Health Check Monitor
A health check monitor fetches a JSON endpoint that reports on multiple sub-checks within your application. This is ideal for monitoring internal services like database connections, cache availability, queue health, and disk space from a single endpoint.
How It Works
Beepr fetches your health check URL every minute and parses the JSON response. Based on the sub-check statuses, Beepr determines the overall monitor status:
| Condition | Status | Creates Incident |
|---|---|---|
All checks ok | Up (green) | No |
Any check warning | Degraded (yellow) | No |
Any check failed or crashed | Down (red) | Yes |
finishedAt timestamp too old | Stale (yellow) | No |
When an incident is created, the failing sub-checks are listed in the incident timeline with their notification messages.
Response Format
Your endpoint must return JSON with this structure:
{
"finishedAt": "1638879833",
"checkResults": [
{
"name": "Database",
"label": "Database Connection",
"status": "ok",
"notificationMessage": "",
"shortSummary": "connected"
},
{
"name": "Redis",
"label": "Redis Cache",
"status": "ok",
"notificationMessage": "",
"shortSummary": "available"
},
{
"name": "DiskSpace",
"label": "Disk Space",
"status": "warning",
"notificationMessage": "Disk usage at 85%",
"shortSummary": "85%"
}
]
}
Top-Level Fields
| Field | Type | Required | Description |
|---|---|---|---|
finishedAt | string or integer | No | Unix timestamp (seconds) when the checks were last run. Used for staleness detection. |
checkResults | array | Yes | Array of check result objects |
Check Result Fields
| Field | Type | Required | Description |
|---|---|---|---|
name | string | Yes | Unique identifier for the check |
status | string | Yes | One of: ok, warning, failed, crashed, skipped |
label | string | No | Human-readable name displayed in the UI |
notificationMessage | string | No | Detailed message shown in incidents when the check fails |
shortSummary | string | No | Brief status text for the dashboard (e.g., "45%", "connected") |
meta | object | No | Additional metadata (not displayed, but stored) |
Status Values
| Status | Meaning | Effect |
|---|---|---|
ok | Check passed | Contributes to "up" status |
warning | Check has a non-critical issue | Sets monitor to "degraded" (no incident) |
failed | Check failed | Sets monitor to "down" and creates incident |
crashed | Check crashed unexpectedly | Sets monitor to "down" and creates incident |
skipped | Check was skipped | Ignored in status calculation |
Staleness Detection
If your health check endpoint caches results or runs checks periodically (not on every request), the finishedAt timestamp helps detect stale data.

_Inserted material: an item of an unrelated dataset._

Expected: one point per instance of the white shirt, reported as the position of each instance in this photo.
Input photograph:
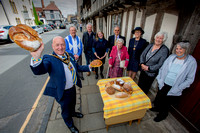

Configure the staleness threshold (1-60 minutes) when creating the monitor. If the finishedAt timestamp is older than the threshold, the monitor status changes to "stale".
This is useful for:
- Endpoints that cache health check results
- Background jobs that update health status periodically
- Detecting when your health check system itself has stopped running
Example Implementations
Elixir/Phoenix
defmodule MyAppWeb.HealthController do
use MyAppWeb, :controller
def index(conn, _params) do
checks = [
check_database(),
check_redis(),
check_disk_space()
]
json(conn, %{
finishedAt: DateTime.utc_now() |> DateTime.to_unix() |> to_string(),
checkResults: checks
})
end
defp check_database do
case MyApp.Repo.query("SELECT 1") do
{:ok, _} ->
%{name: "Database", label: "Database Connection", status: "ok", shortSummary: "connected"}
{:error, reason} ->
%{name: "Database", label: "Database Connection", status: "failed",
notificationMessage: "Database connection failed: #{inspect(reason)}"}
end
end
defp check_redis do
case Redix.command(:redix, ["PING"]) do
{:ok, "PONG"} ->
%{name: "Redis", label: "Redis Cache", status: "ok", shortSummary: "available"}
_ ->
%{name: "Redis", label: "Redis Cache", status: "failed",
notificationMessage: "Redis not responding"}
end
end
defp check_disk_space do
{output, 0} = System.cmd("df", ["-h", "/"])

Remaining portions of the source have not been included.